Existe cierta confusión sobre para qué sirve la literatura. Para aclararnos, vamos a considerarla un utensilio. Y todo utensilio sirve para lo que la gente lo use, más allá de su valor más reconocido*.
Por ejemplo: un mechero sirve para dar fuego pero también puedes usarlo de abrebotellas.

Más que tener una definición estática, una herramienta es lo que hacemos con ella: la literatura es lo que hacemos con ella.
Olvidemos pues toda convención que dicta el uso “apropiado” de la literatura. La literatura servirá para lo que la humanidad quiera usarla en cada momento.
Y hoy en día, en los talleres de escritura creativa, estamos utilizándola para algo distinto a lo establecido por las convenciones de la academia y el mercado.
En nuestra cultura general está implantada la idea de que el objetivo ideal de escribir literatura debe ser llegar a un público, conquistándolo a través de un mercado de la atención, ya sea a través de libros, Internet o premios y demás reconocimientos. Así lo tenemos aprendido en nuestros gregarios cerebros.
Sin embargo, la mayoría de las personas que participan en talleres escriben para cumplir con objetivos que no tienen que ver con ese ambicioso programa, sino con lo que aquí voy a llamar un uso social de la escritura.
En los últimos cinco años he impartido miles de horas de escritura creativa a cientos de alumnos; personas de toda América en el máster de Escritura Creativa de la USAL; gente de todas las clases sociales en Madrid, desde los usuarios de las bibliotecas públicas de Villaverde o Carabanchel a los clientes de la sede de Fuentetaja en el privilegiado barrio de Huertas, o la del centro histórico de Salamanca.
Y a lo largo de esta experiencia yo diría que se ha producido una sinergia entre las demandas que observaba en mis clases y mis principios sobre la educación y la cultura.
Sobre todo, he observado que mis alumnos aprecian que el taller sea un refugio placentero en medio de las duras obligaciones de sus jornadas. Bastantes exigencias ya tienen en sus vidas laborales y privadas como para convertir la escritura en otra carga más.
Pero lejos de ser un handicap, cuando se logra ese espacio libre de excesivas presiones sociales e individuales, aparece un escenario ideal. El placer adopta una forma muy virtuosa; la gente disfruta aprendiendo a manejar un lenguaje, el literario, que les permite satisfacer una profunda necesidad: comunicar su mundo interior al exterior; con el grupo, el colectivo.

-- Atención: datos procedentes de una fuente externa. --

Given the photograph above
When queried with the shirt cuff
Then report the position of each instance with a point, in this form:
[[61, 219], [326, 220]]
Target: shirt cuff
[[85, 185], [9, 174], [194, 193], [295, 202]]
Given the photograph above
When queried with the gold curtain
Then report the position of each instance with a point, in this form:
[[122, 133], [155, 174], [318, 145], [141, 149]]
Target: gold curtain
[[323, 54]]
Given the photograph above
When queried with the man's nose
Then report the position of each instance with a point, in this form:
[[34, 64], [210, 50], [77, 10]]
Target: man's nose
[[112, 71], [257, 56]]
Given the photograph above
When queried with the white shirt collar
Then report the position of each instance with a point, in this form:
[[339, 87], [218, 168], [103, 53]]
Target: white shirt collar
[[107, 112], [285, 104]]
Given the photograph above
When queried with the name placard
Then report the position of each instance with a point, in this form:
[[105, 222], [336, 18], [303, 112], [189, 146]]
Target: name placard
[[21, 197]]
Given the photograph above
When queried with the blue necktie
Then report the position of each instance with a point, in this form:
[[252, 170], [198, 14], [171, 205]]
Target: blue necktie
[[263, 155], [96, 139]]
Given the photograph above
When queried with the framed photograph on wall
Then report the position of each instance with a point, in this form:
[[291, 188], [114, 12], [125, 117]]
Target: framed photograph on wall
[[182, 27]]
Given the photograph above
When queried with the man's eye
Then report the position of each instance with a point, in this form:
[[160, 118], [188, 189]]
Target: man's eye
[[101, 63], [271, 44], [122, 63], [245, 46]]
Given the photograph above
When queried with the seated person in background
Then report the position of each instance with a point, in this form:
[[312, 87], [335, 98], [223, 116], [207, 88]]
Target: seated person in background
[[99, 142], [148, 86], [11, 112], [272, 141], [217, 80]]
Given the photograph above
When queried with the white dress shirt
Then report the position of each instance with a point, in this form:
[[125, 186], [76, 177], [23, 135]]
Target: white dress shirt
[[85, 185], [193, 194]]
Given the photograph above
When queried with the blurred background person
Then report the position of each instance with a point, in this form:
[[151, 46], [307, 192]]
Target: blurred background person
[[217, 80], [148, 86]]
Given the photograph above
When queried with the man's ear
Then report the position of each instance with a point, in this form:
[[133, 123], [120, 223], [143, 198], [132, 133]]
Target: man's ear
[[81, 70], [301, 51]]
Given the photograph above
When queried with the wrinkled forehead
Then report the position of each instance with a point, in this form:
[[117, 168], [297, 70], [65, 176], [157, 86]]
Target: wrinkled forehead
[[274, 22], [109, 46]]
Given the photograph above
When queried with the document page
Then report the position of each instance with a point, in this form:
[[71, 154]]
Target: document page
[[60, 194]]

Al taller acuden sobre todo lectores, que solemos vivir rodeados de no lectores, y encontramos en los libros una vía de comunicación con otras mentes parecidas a las nuestras.
Con los libros esa vía es unidireccional y jerarquizada: somos sus receptores sin posibilidad de réplica. En cambio, el taller se convierte en un punto de encuentro horizontal e interactivo con gente de carne y hueso que comparte nuestra singularidad. Y es muy reconfortante para un lector sentirse entre iguales, porque no suele pasarle.
Así pues el uso social de la escritura provoca beneficios individuales; en el taller, una vez liberados de las tensiones mundanas, nos sumergimos en un mundo ideal, esto es, un mundo hecho de ideas, de palabras, de cultura, de fantasía, de ensoñación, de subjetividad, de belleza, en resumen: de literatura. Y encima nos acompaña gente afín que, con el paso del tiempo, acaban convirtiéndose en compañeros y amigos.
Ahora bien, ¿qué hay del producto? ¿Qué hay del propósito tradicional de hacer buenas novelas, relatos, poemas desde el criterio más objetivo? ¿Es que despreciamos tanto al mercado y su público que no damos ningún valor de difusión a lo que escribimos?
Bueno, algunos acaban dirigiendo sus proyectos a crear libros para el mercado. La mayoría, en cambio, prefieren ser escritoras y escritores de proximidad, leídos por sus respectivos entornos, más allá del círculo del taller, pero sin necesidad de adaptarse a las demandas comerciales y culturales del momento.
* Me baso en el concepto de «affordance» y «signifier» desarrollados por Don Norman en su biblia del diseño The design of Everyday Things (1988). Norman, a su vez, se inspiró en el término “affordance” introducido por el fundador de la psicología ecológica, J.J. Gibson, en The Ecological Approach to Visual Perception, (1979).